The best estimate is that 800,000 were killed in 100 days, or 333.33 murders per hour

The killing was cheered on by the radio station of Hutu Power, RTLM: “You cockroaches must know you are made of flesh… We will kill you,” an announcer intoned, using a word commonly used for Tutsis. 

RTLM would become infamous for inciting brutality and playing a key role in the genocide, even “reminding listeners not to take pity on women and children.”  

No place was safe. “The largest massacre (in Kibeho) had occurred in the cathedral and it lasted several days, until the killers got tired of working by hand and set the building ablaze,” Gourevitch writes. 

A priest who tried to protect the Tutsis was murdered, while another joined in, “Clad, like the militia members, in a drapery of banana leaves, Father Thadee reportedly carried a rifle and shot into the crowd.”

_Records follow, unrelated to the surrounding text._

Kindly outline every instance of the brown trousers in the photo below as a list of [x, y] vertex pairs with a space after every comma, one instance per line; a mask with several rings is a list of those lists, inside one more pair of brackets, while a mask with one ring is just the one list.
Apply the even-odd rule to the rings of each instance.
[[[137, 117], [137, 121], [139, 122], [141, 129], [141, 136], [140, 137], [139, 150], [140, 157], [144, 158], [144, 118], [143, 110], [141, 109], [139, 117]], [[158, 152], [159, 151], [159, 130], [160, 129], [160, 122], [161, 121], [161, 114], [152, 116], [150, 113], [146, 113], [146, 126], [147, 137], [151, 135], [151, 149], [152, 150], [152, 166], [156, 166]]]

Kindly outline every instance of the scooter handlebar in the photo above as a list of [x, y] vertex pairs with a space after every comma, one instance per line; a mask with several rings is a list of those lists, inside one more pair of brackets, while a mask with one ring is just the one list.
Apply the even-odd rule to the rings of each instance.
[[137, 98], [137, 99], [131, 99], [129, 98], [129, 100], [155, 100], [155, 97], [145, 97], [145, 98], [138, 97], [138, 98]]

A recurring theme of the book is that you can’t kill 800,000 people with ecstatic rage. It must be buttressed by ambition, strategy, coordination — all undergirded by ideology. 

“Mass violence… must be organized; it does not occur aimlessly. Even mobs and riots have a design, and great and sustained destruction requires great ambition. It must be conceived as the means toward achieving a new order.”

The foot soldiers of terror must be won over by something more, he writes, than sheer mass hatred. 

“To move a huge number of weak people to do wrong, it is necessary to appeal to their desire for strength — and the gray force that really drives people is power… You surrender to hatred but you aspire to power.”  

Gourevitch, whose own parents and grandparents were refugees of Nazi Germany, writes about the perverse “exercise in community building” required to accomplish mass killing like that carried out by the Hutus. 

The political conflict was depressingly familiar: Us vs. them. 

“Following the logic of the regime — that identity equals politics and politics equals identity — all Tutsis were to be considered ‘accomplices,’ and Hutus who failed to subscribe to this view were counted as Tutsi-loving traitors.”   

Rwandan politics centered around Hutu “self defense.” 

“All of us against all of them: anybody who dared to suggest an alternative view was one of them and could prepare for the consequences.” 

The Clinton administration, Gourevitch reports, went to almost comic lengths to avoid any obligations that might arise from UN Resolution 260A(III), which required contracting nations to “prevent and to punish” acts undertaken to destroy a group of people, i.e., the Tutsis. 

Following the media unpleasantness surrounding the American mission in Somalia, the administration put in a presidential policy paper what Gourevitch calls a “checklist of reasons to avoid American involvement in U.N. peacekeeping missions,” while also urging other nations to follow suit and avoid involvement. 

There were the midterms to think about, after all.

The administration also engaged in semantic acrobatics about whether the genocide should be called a genocide. 

I won’t bore you with some facile and provincial take about parallels between Rwanda and the current American moment. 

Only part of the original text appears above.